On Wednesday, a sudden change in Facebook’s policy crashed The Tinder app, temporarily deleted users’ matches and messages, and sent Tinderers into shear panic. Tinder users reported not being able to log in to the app hours after Facebook’s new policy was implemented.
The social media giant changed the rules that govern the data exchanges with third-party apps like Tinder. Facebook wants to prevent a scandal the size of the Cambridge Analytica-gate, in which 87 million Facebook users saw their personal data being handed over to a Trump campaign-aligned British data analytics firm.
To log in the dating app, Tinderers must either do it via their Facebook account or phone number. The former option is the most popular, but on Wednesday, it was largely unavailable.
Lonely hearts took to Twitter to complain about the mishap as the app stubbornly refused to get them back to swiping.
Problem Has Been Solved
Tinder acknowledged on Twitter that a “technical issue” was keeping its users stuck. The company apologized “for the inconvenience” and promised to get the app back “soon.” Meanwhile, the problem has been fixed, with Tinderers reporting that their matches and messages are back.
The matches have appeared again on the app now
— angus coventry (@anguscoventry) April 4, 2018
Tinder is not the only match-making app that needs Facebook to log in.
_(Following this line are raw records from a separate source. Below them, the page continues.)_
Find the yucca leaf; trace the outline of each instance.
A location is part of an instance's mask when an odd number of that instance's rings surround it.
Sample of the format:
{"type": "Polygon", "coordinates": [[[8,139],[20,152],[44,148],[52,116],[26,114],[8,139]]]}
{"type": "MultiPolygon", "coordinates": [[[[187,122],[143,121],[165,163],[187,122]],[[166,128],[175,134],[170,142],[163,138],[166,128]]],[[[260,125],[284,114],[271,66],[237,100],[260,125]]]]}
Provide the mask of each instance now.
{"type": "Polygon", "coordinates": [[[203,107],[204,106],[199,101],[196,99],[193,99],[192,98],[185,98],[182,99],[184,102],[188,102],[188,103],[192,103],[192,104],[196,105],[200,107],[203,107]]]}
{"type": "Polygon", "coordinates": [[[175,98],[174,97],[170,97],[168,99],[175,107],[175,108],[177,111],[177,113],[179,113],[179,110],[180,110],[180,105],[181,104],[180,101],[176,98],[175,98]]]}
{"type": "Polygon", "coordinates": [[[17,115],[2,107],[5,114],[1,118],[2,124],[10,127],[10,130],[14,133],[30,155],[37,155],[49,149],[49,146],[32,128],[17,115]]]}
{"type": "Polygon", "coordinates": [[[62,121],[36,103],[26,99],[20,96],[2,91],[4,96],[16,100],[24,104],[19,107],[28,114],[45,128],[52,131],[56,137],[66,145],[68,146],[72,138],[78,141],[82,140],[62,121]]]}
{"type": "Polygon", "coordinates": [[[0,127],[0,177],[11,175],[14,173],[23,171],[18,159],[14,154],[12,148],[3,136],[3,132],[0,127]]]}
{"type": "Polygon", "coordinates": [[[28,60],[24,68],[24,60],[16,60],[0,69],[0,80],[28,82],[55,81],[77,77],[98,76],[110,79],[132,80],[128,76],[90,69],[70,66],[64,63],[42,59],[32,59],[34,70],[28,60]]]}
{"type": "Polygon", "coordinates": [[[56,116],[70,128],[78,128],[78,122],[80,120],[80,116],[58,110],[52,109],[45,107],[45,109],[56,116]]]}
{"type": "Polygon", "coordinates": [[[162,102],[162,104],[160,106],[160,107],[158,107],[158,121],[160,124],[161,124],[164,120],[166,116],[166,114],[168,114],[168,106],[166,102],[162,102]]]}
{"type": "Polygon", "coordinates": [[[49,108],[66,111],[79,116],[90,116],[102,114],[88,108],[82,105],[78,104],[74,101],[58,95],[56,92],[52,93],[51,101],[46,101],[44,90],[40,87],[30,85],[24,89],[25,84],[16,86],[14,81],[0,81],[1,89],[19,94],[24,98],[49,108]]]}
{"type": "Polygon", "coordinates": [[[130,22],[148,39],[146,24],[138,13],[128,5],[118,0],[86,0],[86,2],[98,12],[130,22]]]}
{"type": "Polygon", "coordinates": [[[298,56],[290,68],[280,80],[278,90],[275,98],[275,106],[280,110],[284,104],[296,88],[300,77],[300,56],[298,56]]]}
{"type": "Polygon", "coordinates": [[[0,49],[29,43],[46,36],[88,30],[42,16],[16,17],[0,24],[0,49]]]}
Rival Bumble has the same login system and it reported similar issues on Wednesday.
Many Tinder users complained on Twitter that their matches, messages, and dates were gone. Some of them voiced concerns about probably losing the love of their lives. Others joked about not having any matches or new messages for years, wondering what the problem might be.
I had 890 matches… the goal was to reach 1000 – I need my matches back!
— Sara Greenwood (@twisara90) April 4, 2018
I LOST ALL MY MESSAGES. WHAT IF I WAS SPEAKING TO THE LOVE OF MY LIFE??? COME ON
— Bianca (@biianncaa1) April 4, 2018
The matches and messages were reportedly still available in the laptop version of the website, but few people felt comfortable to pull up the Tinder page on their personal computers for everyone to see.